Le cirque de Gavarnie

L'Algérie, j'y suis né le jour du débarquement des Américains, le 8 novembre 1942. J'ai quitté ce pays merveilleux en 1962, pour n'y retourner qu'en août 2004, soit 42 ans plus tard...
Midi-Pyrénées m'a accueilli. J'ai mis du temps pour m'imprégner de Toulouse mais j'ai de suite été charmé par ce massif montagneux et ses rivières vagabondes que je parcours avec amour...Ah ces chères Pyrénées, que je m'y trouve bien ...! Vous y trouverez de nombreux articles dédiés à cette magnifique région et la capitale de Midi Pyrénées : Toulouse
L'Algérie, j'y suis revenu dix fois depuis; j'ai apprécié la chaleur de l'accueil, un accueil inégalé de par le monde.......L'espérance d'abord ...Une relative désillusion ensuite...Pourquoi alors que le pays a un potentiel énorme...Les gens sont perdus et ne savent pus que faire....Les jeunes n'en parlons pas, ils ne trouvent leur salut que dans la fuite....Est-il bon de dénoncer cela?
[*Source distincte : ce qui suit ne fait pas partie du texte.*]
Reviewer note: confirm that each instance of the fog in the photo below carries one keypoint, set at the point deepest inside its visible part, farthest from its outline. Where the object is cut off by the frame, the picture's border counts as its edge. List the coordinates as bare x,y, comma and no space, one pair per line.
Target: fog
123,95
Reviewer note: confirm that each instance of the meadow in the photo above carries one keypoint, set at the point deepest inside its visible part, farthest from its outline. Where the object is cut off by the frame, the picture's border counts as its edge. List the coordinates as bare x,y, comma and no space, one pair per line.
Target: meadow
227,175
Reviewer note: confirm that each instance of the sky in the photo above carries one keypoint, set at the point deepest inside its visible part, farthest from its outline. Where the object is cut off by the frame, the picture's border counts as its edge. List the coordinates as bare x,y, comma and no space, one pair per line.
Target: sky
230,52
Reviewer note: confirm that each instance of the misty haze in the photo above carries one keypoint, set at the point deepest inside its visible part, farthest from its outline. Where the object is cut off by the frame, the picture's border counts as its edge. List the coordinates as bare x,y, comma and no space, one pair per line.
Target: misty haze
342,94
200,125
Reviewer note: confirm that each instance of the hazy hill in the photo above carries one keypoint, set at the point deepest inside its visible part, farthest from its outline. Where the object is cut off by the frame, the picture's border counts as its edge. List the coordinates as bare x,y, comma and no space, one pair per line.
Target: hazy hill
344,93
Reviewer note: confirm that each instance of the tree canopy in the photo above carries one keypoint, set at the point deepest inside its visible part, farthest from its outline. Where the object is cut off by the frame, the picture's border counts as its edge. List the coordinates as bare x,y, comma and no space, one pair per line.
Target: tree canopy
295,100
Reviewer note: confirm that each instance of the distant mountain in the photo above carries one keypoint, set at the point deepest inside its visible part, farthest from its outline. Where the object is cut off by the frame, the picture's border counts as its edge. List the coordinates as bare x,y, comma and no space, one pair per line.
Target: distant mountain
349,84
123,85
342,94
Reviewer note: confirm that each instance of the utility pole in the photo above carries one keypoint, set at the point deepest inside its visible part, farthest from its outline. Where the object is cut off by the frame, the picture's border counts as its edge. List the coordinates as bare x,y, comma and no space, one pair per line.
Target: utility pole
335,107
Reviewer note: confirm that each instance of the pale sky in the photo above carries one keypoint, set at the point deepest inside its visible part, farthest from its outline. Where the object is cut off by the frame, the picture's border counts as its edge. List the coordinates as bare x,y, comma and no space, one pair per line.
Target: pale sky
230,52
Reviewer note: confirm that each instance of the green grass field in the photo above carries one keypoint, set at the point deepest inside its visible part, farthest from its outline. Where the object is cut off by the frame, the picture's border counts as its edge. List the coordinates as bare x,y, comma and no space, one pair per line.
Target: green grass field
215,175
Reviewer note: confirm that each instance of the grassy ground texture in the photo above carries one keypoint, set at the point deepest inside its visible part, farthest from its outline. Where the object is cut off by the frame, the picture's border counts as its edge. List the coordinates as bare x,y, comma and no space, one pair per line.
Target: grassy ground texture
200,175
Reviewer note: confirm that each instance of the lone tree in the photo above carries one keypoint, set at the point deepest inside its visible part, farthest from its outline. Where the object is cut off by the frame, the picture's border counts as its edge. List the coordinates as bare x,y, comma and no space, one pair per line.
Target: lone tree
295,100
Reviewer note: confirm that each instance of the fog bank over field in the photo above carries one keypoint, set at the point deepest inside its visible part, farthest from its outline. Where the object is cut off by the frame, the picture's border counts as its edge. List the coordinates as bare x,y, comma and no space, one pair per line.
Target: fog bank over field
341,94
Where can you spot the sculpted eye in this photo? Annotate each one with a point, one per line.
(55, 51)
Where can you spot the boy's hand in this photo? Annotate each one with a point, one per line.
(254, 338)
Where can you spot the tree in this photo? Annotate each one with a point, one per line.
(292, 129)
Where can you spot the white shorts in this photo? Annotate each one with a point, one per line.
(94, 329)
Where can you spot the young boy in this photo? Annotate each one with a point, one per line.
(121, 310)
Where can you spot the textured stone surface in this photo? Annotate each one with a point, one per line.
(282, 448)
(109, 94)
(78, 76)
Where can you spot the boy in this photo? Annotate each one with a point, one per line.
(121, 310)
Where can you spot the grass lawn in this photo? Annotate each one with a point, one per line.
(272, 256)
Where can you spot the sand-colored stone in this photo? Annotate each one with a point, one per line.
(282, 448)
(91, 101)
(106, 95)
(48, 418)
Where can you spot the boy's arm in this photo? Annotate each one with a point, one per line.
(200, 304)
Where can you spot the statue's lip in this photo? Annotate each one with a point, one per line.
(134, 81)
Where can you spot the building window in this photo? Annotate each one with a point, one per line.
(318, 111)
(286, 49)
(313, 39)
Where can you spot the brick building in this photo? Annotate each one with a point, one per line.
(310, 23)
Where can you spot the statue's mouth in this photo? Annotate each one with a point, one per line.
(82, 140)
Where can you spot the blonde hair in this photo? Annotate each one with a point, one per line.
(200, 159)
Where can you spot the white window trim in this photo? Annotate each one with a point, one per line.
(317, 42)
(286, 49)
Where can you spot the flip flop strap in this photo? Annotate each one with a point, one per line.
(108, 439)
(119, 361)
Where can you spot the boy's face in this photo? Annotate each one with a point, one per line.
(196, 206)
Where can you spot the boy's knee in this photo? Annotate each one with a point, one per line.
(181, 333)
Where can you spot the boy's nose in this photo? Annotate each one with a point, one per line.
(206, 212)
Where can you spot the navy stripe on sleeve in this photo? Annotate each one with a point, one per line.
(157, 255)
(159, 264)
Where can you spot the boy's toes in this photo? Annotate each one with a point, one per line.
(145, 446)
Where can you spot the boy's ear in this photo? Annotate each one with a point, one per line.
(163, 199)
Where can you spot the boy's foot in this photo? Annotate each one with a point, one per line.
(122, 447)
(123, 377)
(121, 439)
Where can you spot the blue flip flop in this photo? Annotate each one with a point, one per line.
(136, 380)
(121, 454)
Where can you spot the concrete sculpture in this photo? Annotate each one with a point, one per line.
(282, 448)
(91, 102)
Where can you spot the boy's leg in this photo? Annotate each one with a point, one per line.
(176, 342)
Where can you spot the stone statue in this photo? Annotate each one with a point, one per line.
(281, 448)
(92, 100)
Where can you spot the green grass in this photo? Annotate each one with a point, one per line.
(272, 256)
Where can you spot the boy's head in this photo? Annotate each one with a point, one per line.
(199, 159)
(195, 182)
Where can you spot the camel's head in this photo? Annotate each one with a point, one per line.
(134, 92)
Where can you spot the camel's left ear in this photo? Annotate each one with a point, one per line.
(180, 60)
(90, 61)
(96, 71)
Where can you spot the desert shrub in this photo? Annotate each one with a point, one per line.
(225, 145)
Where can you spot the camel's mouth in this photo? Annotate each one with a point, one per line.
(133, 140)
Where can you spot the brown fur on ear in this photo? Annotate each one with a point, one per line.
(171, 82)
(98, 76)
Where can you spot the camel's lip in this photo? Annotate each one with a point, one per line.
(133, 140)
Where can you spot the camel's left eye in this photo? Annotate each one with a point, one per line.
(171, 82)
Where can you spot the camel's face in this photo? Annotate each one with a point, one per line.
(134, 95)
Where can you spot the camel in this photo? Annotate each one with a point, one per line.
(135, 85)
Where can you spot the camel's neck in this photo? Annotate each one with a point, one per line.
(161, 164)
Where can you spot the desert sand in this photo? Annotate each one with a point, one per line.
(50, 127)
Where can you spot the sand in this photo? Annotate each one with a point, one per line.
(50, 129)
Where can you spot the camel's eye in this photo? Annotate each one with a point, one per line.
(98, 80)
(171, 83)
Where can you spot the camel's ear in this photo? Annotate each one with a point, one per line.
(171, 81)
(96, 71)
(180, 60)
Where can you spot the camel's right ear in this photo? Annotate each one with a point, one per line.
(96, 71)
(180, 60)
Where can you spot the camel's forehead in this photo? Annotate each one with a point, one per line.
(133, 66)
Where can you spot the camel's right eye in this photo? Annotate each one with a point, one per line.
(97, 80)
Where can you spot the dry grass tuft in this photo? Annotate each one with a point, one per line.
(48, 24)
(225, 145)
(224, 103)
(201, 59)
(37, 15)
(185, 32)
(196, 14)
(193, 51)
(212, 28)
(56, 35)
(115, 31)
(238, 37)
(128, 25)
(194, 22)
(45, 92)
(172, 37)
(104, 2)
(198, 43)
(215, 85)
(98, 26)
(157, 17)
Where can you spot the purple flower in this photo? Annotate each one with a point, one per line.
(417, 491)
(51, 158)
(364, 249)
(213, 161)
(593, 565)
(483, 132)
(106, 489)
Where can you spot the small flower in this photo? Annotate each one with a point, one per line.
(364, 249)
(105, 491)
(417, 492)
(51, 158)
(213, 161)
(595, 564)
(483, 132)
Ce n'est pas en se taisant que les choses avanceront.
Il y a un décalage énorme entre la pensée du peuple et des amis que je rencontre régulièrement et les propos tenus dans les divers forums qui reprennent généralement les milieux lobbyistes relayant les consignes gouvernementales...
Les piliers de l'Algérie, à savoir, armée, religion et tenants du pouvoir sont un frein au développement de l'Algérie ....Le Pays est en veilleuse....Les gens reçoivent des ….sucettes...Juste le nécessaire... pour que ....rien nez bouge....
Pourtant des individus valeureux il y en a ....Mais pourquoi garder des élites qui pourraient remettre en cause une situation permettant aux tenants des institutions de profiter des immenses ressources de l'Algérie. Le peuple devenu passif n'a plus qu'un seul espoir : Dieu envers qui il se retourne de plus en plus...Dieu et la famille, cette famille qui revêt une importance capitale en Algérie.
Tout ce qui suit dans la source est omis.